Are you an Enid or a Becky?
That’s the question “Ghost World” wants you to ask. It has two very cool-in-different-ways main characters, both of which are great choices for who to be. But are you the type to draw cartoons of Satanists sitting across from you in a diner and dye your hair green to match a shirt? Or are you the more responsible type, the one guys always look at, and are you getting ready to move into your own kitschy apartment for the first time? You could be both, but that’s less fun.
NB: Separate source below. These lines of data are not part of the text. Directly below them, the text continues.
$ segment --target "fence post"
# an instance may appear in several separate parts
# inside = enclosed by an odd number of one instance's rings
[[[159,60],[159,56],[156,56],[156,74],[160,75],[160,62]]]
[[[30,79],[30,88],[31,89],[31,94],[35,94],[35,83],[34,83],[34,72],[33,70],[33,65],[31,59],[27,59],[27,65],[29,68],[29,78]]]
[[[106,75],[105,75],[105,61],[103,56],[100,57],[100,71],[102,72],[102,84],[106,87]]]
“Ghost World” started as a graphic novel, and I personally think the transition to the screen was great. Thora Birch plays artistic, moody Enid perfectly, so that we love her, admire her, and are frustrated by her all at once. Scarlett Johannson got her big break with this movie, unless you count “The Horse Whisperer.” She plays Becky, Enid’s best friend who yearns secretly for the mainstream she spent all of high school actively shunning. She is certainly the lower-maintenance of the two friends, preferring to stay in and watch movies while Enid pursues the strange record-collector Seymour (Steve Buscemi) she meets through a newspaper ad.
There is something deeply sad about “Ghost World,” which is surprising knowing that it’s just a story about what a couple of best friends do the summer after they graduate high school. Something about it, though, be it the fluidity of the banter between characters, the clothes the girls wear that you know you own, or the painful honesty of watching Enid and Becky grow apart, breaks my heart. Everything about that first weird summer after graduation is real (first jobs, adventurous hook-ups, boredom, moving out), no matter which character you most relate to.